Every Australian deserves access to high-quality, affordable primary health care – no matter where they live. I do not subscribe to the view of some that if one chooses to live rurally, they should accept poorer access to primary care. Not only does primary care inequity offend my personal values, I just also think it’s dumb wearing my health economics hat, as it leads to higher treatment and transportation costs and lower economic productivity. It’s this economic productivity that pays for public services.
Yet across rural and remote Australia, access to primary care is diminishing. Over the past five years, we’ve seen the closure of private general practices in towns as large as Longreach. These “failed primary care markets” have left too many communities without local access to specialist primary care.
At Larter Consulting, we’ve been proud to work with organisations as diverse as the Royal Flying Doctors Service, rural workforce agencies, Primary Health Networks, Aboriginal Community Controlled Health Services, and Community Health Services that have received government funding to enhance care access. These grants bring together local stakeholders – health professionals, councils, community leaders, and consumers – to design new service models for towns that have lost access to primary care altogether. As you would expect, where it works well is where it’s community-led problem-solving, not one-size-fits-all programmatic solutions.

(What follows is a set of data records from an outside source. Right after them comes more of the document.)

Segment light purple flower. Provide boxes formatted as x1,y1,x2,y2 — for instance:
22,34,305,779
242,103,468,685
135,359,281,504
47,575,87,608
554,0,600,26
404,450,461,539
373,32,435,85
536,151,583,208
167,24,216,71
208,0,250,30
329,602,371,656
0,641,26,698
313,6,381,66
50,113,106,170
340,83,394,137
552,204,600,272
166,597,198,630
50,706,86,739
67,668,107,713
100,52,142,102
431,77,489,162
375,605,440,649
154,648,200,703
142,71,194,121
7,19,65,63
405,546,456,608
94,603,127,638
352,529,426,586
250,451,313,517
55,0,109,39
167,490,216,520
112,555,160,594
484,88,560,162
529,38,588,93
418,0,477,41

Perspective 1: Balancing Public and Community-Controlled Care
In many rural communities, large public health services vitally provide the majority of community and primary care services. However, our work has shown that such arrangements can sometimes crowd out the efforts and priorities of smaller, locally embedded organisations – including Aboriginal Community Controlled Health Organisations (ACCHOs) and small private general practices.
Larter has proudly supported partnerships that recognise the strength of community control, cultural safety, and shared responsibility. We have helped broker referral and treatment pathways grounded in the principle of “no wrong door”—where every service acts as an entry point to care. Joint, community-based health promotion and social marketing have amplified these efforts, helping people understand how and where to seek care.

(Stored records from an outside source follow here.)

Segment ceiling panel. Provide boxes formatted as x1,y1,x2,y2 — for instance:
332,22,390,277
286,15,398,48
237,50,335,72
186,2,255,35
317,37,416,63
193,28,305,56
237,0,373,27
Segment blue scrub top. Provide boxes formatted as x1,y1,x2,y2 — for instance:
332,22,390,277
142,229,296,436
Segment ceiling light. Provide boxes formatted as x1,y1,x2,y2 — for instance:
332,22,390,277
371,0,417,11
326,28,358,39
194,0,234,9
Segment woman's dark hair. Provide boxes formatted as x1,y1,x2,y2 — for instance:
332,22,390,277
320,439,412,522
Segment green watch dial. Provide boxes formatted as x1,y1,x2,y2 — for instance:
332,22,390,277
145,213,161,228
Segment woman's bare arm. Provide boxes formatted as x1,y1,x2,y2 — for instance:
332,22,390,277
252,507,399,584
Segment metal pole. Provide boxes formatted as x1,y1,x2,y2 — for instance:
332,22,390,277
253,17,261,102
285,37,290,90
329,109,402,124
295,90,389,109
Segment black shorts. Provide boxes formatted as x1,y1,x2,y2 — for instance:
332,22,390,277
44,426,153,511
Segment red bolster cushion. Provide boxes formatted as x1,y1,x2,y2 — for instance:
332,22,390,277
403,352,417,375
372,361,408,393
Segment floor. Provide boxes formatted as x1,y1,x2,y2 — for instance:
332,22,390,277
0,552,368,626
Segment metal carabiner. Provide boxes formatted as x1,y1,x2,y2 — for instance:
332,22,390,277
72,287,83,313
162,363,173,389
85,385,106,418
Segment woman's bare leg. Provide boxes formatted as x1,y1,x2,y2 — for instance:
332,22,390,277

Perspective 2: Rethinking Scope of Practice in Rural Health
Rural communities have long been experts at “making do” with the resources they have. But as the Scope of Practice Review, led by Professor Mark Cormack, makes clear, structural barriers are holding them back. The review identifies that maldistribution of the health workforce and restrictive regulations are major contributors to rural health inequities. Importantly, Recommendation 18 calls for reforms to be implemented first in rural and remote communities – a recognition that reform here is not optional but urgent.

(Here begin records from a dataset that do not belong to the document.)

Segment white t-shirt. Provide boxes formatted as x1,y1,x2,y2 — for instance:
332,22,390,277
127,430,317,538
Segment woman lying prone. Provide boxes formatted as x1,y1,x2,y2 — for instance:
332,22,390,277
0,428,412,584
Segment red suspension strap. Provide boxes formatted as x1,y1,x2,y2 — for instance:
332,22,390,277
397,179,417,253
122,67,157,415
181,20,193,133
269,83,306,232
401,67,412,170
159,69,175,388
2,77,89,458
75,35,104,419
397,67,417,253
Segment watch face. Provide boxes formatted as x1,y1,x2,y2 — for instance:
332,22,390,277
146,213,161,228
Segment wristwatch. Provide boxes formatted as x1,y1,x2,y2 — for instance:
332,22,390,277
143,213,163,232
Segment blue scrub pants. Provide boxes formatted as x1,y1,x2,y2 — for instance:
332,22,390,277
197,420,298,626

Key recommendations that Larter supports include:
- Empowering nurses and nurse practitioners to manage chronic conditions, prescribe medications, and order diagnostic tests, working alongside other providers and with appropriate MBS remuneration, including through telehealth.
- Expanding pharmacists’ roles in managing chronic conditions and treating simple, acute illnesses – improving access while freeing up GP appointments.
- Growing the rural generalist medical workforce, enabling GPs to work to their full scope of practice.
- Allowing allied health professionals – such as physiotherapists, podiatrists, and psychologists – to accept referrals from a wider range of practitioners, and in some cases, initiate rebateable care directly.
These reforms recognise that rural health care requires flexibility, collaboration, and trust in multidisciplinary expertise.
Perspective 3: Funding Reform – From Piecemeal to Universal
None of this will work without funding reform. Medicare’s fee-for-service model, while effective in urban settings, fails to sustain primary care in rural areas. Patient volumes are lower, travel times are longer, and the complexity of care is greater. Over the years, models like Multi-Purpose Services, Section 19(2) exemptions, and rural loadings have helped—but the situation has now reached a tipping point.
Larter supports blended or block funding approaches that enable stable, team-based care. This would allow rural clinics to employ diverse health professionals – nurses, diabetes educators, mental health workers – and focus on community health priorities, not just billable appointments. Predictable funding means clinics can stay open, teams can stay together, and communities can thrive.
This would of course bring new challenges. How can we train (or attract) the workforce needed to work rurally? How can we avoid cherry-picking patients or the creation of significant wait lists, since there is less incentive for throughput? How can we measure and reward “outcomes” when some patients’ care needs are incredibly complex and sometimes rooted in deep trauma?
While the Commonwealth’s focus on bulk-billing incentives is welcome, it must not delay deeper reform. We must create a funding environment that rewards prevention, teamwork, and long-term outcomes – not just activity.
Conclusion
Rural and remote Australians are resilient, resourceful, and innovative. They deserve a health system that matches their ingenuity. By combining community-led planning, expanded professional scopes, and modernised funding, we can finally close the access gap and ensure that every Australian – wherever they live – has the opportunity to stay well and out of hospital.